Ficam ainda excluídos do pagamento do AIMI os “prédios ou partes de prédios urbanos cujo titular seja uma cooperativa de habitação ou uma associação de moradores quando o Valor Patrimonial Tributário de cada prédio ou parte de prédio não exceda 20 vezes o valor anual do IAS [Indexante dos Apoios Sociais]”.

O novo AIMI, criado no Orçamento do Estado para 2017 (OE2017) incide sobre a soma do Valor Patrimonial Tributário (VPT) dos prédios urbanos situados em território português, ficando excluídos os imóveis afetos a atividades económicas (comerciais, industriais ou para serviços).
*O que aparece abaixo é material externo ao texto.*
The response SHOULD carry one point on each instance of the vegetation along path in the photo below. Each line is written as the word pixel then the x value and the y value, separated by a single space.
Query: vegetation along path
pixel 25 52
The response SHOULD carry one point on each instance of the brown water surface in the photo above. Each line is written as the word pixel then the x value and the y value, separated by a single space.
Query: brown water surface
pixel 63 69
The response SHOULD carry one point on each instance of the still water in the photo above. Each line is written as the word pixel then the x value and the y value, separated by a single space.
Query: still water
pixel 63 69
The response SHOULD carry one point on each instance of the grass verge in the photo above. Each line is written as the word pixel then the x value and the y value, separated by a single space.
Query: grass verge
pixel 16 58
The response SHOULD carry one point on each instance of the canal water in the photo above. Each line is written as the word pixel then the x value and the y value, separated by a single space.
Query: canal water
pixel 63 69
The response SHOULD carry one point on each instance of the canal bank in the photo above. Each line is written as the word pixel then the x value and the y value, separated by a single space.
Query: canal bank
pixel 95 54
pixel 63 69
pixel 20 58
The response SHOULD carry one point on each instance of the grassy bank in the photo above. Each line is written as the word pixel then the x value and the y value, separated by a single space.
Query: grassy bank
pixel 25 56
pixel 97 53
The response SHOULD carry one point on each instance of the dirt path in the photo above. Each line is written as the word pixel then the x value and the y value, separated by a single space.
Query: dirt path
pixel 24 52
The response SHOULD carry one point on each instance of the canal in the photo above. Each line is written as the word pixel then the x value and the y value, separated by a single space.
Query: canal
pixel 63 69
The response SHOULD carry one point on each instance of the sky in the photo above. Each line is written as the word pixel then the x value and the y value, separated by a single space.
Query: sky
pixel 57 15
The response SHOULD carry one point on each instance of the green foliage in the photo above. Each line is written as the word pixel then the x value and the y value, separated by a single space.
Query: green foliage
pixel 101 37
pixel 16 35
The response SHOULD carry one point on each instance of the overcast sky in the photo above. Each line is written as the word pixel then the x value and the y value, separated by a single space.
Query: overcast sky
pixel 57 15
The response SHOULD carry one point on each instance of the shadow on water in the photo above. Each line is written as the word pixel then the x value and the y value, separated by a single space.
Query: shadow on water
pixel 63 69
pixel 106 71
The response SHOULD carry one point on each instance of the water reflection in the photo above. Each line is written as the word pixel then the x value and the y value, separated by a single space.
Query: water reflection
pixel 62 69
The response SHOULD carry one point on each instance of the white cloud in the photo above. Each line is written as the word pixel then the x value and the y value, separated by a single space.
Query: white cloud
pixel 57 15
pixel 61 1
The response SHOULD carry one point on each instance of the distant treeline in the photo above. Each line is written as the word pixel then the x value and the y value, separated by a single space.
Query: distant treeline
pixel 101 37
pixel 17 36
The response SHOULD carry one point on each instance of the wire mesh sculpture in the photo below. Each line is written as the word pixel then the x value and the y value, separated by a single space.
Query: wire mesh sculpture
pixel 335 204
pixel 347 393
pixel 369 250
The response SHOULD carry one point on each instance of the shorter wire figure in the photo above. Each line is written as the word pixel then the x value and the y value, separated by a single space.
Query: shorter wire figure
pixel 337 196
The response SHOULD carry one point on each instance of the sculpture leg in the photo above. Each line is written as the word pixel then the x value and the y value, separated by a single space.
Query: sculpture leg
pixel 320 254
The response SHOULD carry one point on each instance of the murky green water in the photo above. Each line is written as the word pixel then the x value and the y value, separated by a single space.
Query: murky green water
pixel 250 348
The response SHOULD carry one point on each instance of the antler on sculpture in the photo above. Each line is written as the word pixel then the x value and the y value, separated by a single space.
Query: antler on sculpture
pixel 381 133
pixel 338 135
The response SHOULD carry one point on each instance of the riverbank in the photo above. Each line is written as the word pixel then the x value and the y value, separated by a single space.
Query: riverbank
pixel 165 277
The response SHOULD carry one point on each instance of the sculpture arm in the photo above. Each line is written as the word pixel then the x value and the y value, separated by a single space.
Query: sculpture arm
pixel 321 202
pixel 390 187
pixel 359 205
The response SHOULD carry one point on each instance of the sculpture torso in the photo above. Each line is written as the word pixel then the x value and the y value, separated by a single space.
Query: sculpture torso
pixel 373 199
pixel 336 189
Este imposto adicional aplica-se à globalidade do VPT dos imóveis de cada proprietário quando este for superior a 600 mil euros para solteiros e superior a 1,2 milhões de euros no caso dos casados.

No entanto, para duplicarem o valor da isenção, os contribuintes casados tinham de declarar à AT, entre abril e maio, a opção pela tributação conjunta.

A versão preliminar do Orçamento do Estado refere que quando a liquidação de parte ou da totalidade do AIMI for retardada por um motivo imputável ao contribuinte, acrescem juros compensatórios.